Depending on the networking equipment that is used to connect the VMs to the router and the router to the firewall, there are several implementation options available. The easiest and most compatible with standard off-the-shelf networking components using VLAN truncking between the hosts running the VMs and the router. Each security group corresponds to a separate VLAN. Hosts must be able to pass packets tagged with different VLANs and must also be responsible for ensuring that VLAN-tagged packets are delivered only to the correctly specified VM. The router must also be trunked and must logically sit on all VLANs. That takes care of layer 2.
For layer 3, each security group gets its own subnet. The router must allow the cloud to install and remove layer 3 routes corresponding to different subnets as security groups are created and destroyed.

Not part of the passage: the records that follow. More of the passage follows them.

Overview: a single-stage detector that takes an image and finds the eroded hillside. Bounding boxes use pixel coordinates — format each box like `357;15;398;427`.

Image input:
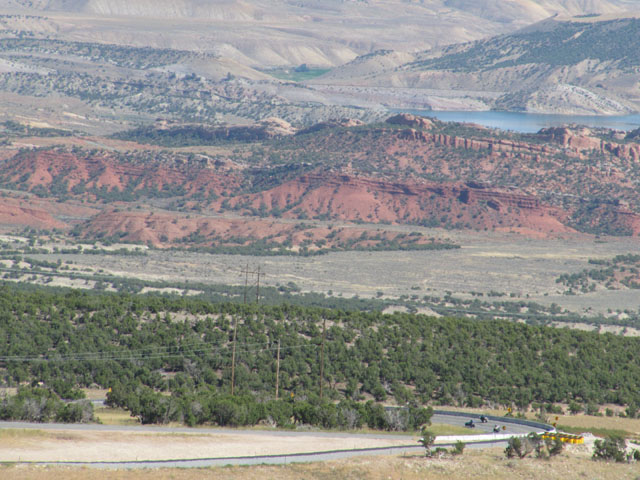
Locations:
0;115;640;252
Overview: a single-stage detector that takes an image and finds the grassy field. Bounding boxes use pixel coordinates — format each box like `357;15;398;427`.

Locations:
94;407;140;425
0;449;640;480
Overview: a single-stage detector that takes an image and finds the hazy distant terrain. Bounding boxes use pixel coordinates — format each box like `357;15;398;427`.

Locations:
314;15;640;114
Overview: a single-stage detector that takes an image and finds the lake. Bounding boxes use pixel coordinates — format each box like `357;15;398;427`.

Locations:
403;110;640;133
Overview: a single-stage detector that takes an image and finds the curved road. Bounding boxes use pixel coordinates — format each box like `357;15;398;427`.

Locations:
0;412;550;468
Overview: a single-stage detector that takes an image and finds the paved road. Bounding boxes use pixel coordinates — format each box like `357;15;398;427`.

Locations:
0;413;552;469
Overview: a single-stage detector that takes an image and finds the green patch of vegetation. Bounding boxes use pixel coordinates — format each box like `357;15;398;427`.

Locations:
266;64;331;82
0;286;640;430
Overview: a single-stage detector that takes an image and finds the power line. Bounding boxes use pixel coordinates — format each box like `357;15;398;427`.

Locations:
0;342;318;362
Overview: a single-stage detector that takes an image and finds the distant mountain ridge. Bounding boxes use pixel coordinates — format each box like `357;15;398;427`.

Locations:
0;0;629;66
315;15;640;114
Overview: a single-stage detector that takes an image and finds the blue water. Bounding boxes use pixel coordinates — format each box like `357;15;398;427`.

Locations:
404;110;640;133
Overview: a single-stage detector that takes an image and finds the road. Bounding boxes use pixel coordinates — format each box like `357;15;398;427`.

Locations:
0;413;542;469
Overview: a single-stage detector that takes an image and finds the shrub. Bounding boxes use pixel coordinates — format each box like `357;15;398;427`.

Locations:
418;428;436;457
591;436;627;462
451;440;466;455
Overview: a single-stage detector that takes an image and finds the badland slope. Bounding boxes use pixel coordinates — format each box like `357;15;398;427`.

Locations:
314;15;640;114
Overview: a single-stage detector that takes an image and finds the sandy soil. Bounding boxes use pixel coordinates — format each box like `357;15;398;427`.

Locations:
0;430;417;464
0;448;638;480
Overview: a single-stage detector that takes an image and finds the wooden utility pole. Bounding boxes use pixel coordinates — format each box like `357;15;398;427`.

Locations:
242;263;249;303
276;340;280;400
256;267;264;303
320;318;327;400
231;315;238;395
231;263;249;395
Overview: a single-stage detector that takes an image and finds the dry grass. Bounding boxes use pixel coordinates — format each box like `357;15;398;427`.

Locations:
549;415;640;438
94;407;140;425
0;449;640;480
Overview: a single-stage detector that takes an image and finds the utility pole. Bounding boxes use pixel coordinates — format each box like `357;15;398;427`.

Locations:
231;263;249;395
256;267;264;303
276;340;280;400
242;263;249;303
320;318;327;400
231;315;238;395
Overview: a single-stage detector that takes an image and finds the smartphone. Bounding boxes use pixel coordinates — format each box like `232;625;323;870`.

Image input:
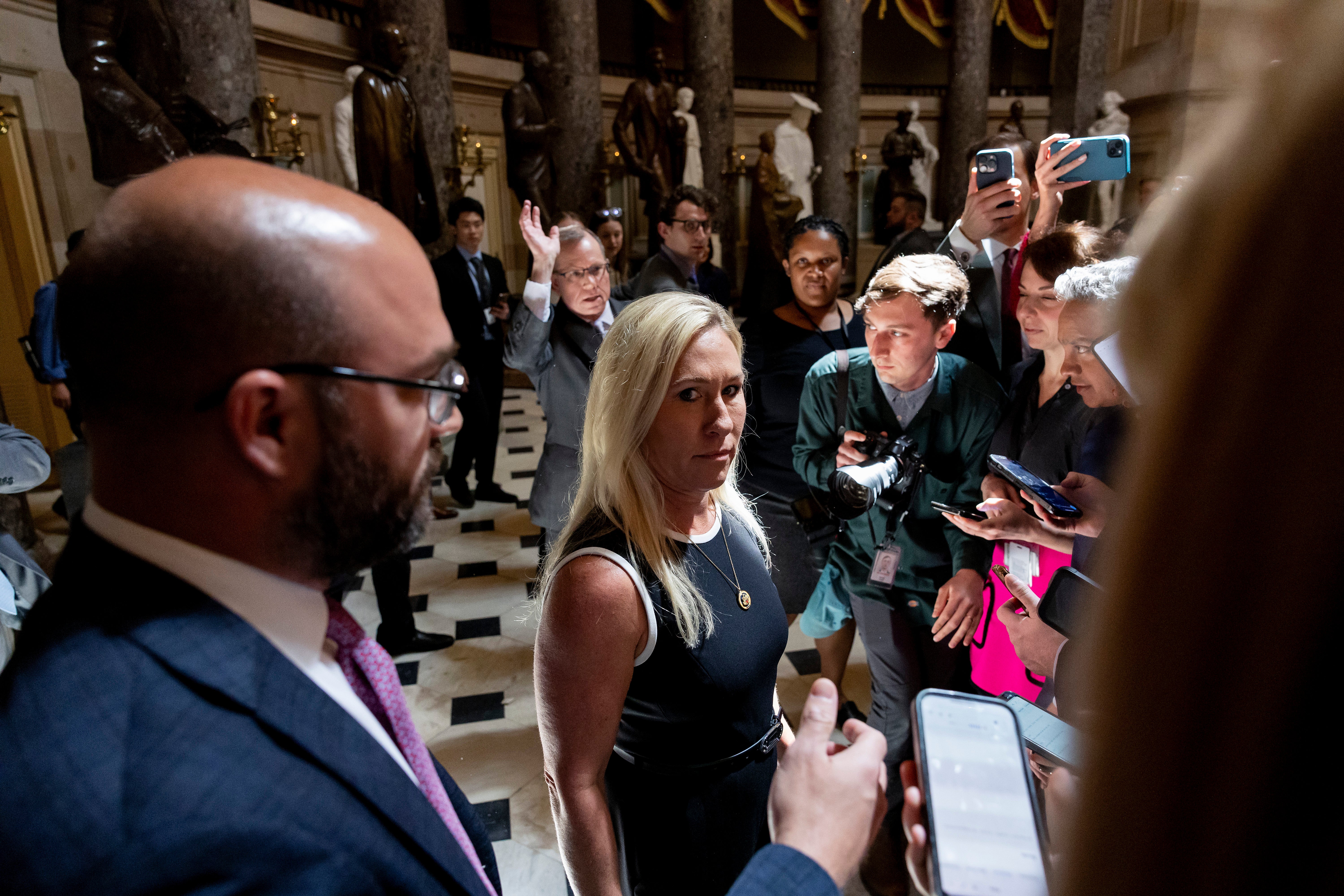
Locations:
910;689;1048;896
1093;333;1134;400
1050;134;1129;183
976;149;1011;208
989;454;1083;517
1036;567;1102;638
999;690;1078;770
929;501;989;520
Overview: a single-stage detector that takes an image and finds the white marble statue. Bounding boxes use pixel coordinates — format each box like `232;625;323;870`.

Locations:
774;93;821;219
1087;90;1129;231
672;87;704;190
332;66;364;190
906;99;942;232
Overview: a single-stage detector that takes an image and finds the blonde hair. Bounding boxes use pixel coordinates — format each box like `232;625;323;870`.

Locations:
853;255;970;326
536;291;770;646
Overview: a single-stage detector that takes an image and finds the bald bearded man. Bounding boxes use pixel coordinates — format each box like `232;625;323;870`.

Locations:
0;157;500;896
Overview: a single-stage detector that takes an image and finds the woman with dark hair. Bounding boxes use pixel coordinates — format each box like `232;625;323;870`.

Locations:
945;224;1106;702
589;206;630;286
742;215;864;723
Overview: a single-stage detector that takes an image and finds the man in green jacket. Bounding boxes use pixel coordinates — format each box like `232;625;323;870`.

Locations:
793;255;1005;827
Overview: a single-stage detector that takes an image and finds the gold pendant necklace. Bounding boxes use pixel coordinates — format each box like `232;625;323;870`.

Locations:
685;510;751;610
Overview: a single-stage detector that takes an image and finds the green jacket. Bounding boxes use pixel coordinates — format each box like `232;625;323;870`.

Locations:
793;348;1005;625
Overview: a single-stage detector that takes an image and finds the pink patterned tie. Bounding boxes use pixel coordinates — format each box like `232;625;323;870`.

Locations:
327;599;495;896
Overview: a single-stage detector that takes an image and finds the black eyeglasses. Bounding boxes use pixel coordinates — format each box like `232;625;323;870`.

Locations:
672;218;714;234
195;361;466;423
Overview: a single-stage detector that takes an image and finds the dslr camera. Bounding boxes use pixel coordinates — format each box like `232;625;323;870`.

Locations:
827;433;925;520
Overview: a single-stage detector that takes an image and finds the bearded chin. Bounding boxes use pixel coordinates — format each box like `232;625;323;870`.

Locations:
288;441;434;579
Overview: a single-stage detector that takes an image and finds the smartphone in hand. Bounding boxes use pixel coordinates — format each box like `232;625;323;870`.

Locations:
976;149;1013;208
910;689;1047;896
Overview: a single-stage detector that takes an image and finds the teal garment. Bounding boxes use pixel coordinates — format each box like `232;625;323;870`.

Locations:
793;348;1007;637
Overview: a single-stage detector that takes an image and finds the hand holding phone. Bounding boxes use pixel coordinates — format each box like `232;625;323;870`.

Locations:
929;501;989;520
900;689;1047;896
989;454;1082;517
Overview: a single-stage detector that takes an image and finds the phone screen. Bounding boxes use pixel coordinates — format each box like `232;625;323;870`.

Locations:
1001;690;1078;768
1039;567;1102;638
989;454;1082;516
919;692;1047;896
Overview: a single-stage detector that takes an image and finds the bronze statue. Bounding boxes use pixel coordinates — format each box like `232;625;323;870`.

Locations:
741;130;802;317
352;24;442;244
504;50;559;230
56;0;251;187
999;99;1027;137
872;109;925;246
612;47;684;255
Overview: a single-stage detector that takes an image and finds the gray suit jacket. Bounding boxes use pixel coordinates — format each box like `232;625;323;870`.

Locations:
938;236;1012;388
630;251;685;298
504;298;629;529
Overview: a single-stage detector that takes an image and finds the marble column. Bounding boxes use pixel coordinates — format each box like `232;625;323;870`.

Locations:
366;0;457;258
1050;0;1113;220
813;0;863;279
685;0;738;283
163;0;258;152
934;0;995;227
538;0;602;218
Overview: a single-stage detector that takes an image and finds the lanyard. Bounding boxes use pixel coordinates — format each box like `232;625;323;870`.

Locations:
793;295;853;352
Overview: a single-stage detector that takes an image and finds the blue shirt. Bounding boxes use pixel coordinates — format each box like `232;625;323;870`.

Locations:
32;281;66;383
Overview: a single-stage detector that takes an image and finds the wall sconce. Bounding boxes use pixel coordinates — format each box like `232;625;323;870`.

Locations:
723;146;747;177
844;146;868;180
251;93;308;168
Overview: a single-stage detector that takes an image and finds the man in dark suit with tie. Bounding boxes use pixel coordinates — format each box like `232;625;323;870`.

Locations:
0;156;903;896
938;132;1036;388
434;196;517;506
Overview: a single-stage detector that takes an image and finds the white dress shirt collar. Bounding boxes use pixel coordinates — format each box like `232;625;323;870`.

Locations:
83;496;327;668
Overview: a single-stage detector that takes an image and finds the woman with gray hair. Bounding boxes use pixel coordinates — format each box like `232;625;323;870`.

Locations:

With SDN, however, it is possible to define these functions in terms of a new network architecture. Rather than defining a relationship between security groups, VLANs, and IP routes, the SDN-controlled network can define “roles” for different programmable components (presumably using a combination of open flow and layer 3 route control) in the network.
For example, it is possible to build a layer 3 network between VMs that does not use an intermediate router. Instead, each host becomes an “edge router” that can send packets to a layer 2 network that sets up secure “circuits” between edge routers. In this model, each host hosting a VM maintains a routing table entry for the security group that correspond to a network or subnet. The layer 2 network, then, accepts commands from the cloud to set up a set of virtual circuits (implemented using switch forwarding tables) between all pairs of hosts participating in a security group. When a VM routes a packet, it goes to the host first (to make sure the VM isn’t spoofing its layer 3 address) and then the host forwards the packet to the layer 2 circuit switch.
The advantage of this approach is that there need not be a centralized router that is programmed with routing table entries. The disadvantage is that the layer 3 edge routers and the virtual circuit set up and tear down must be coordinated.
Thoughts on SDN and Cloud
For the purposes of cloud computing it is not clear whether one approach is significantly more powerful than the other. Indeed, it is possible to implement edge routers using standard networks and Linux machines. It is also possible to implement layer 2/layer 3 provisioning using a router and VLANs with SDN.
However, the proponents of SDN point out that architecturally the cloud is implementing a limited form of software defined networking when it provisions security groups. There is a controller (the cloud) that implements policy (isolated layer 2/layer 3 network and firewall rules) using programmable network devices (hosts for VLANs, router, and firewall device). They reason that these activities are independent of cloud computing (cloud computing is a special case) and thus should be implemented as their own service that the cloud uses.
The scalability of the approach is also an argument that gets made although far less convincingly. Many SDN papers hypothesize a new hierarchical separation of concerns for The Internet. The reasoning is that the current approach relies on a consistent set of layer 2/3 protocols everywhere the Internet is to go. If The Internet were designed as a common set of “core” protocols (say the current IP protocols) and edge routers that can tunnel new protocols through the core, innovations in networking will be possible. It is true that an overlay approach using tunnels is more flexible. The feature of The Internet that is most compelling, however, is its ability to remain stable at a global scale. It is not at all clear that the additional flexibility offered by SDN will scale to Internet sizes.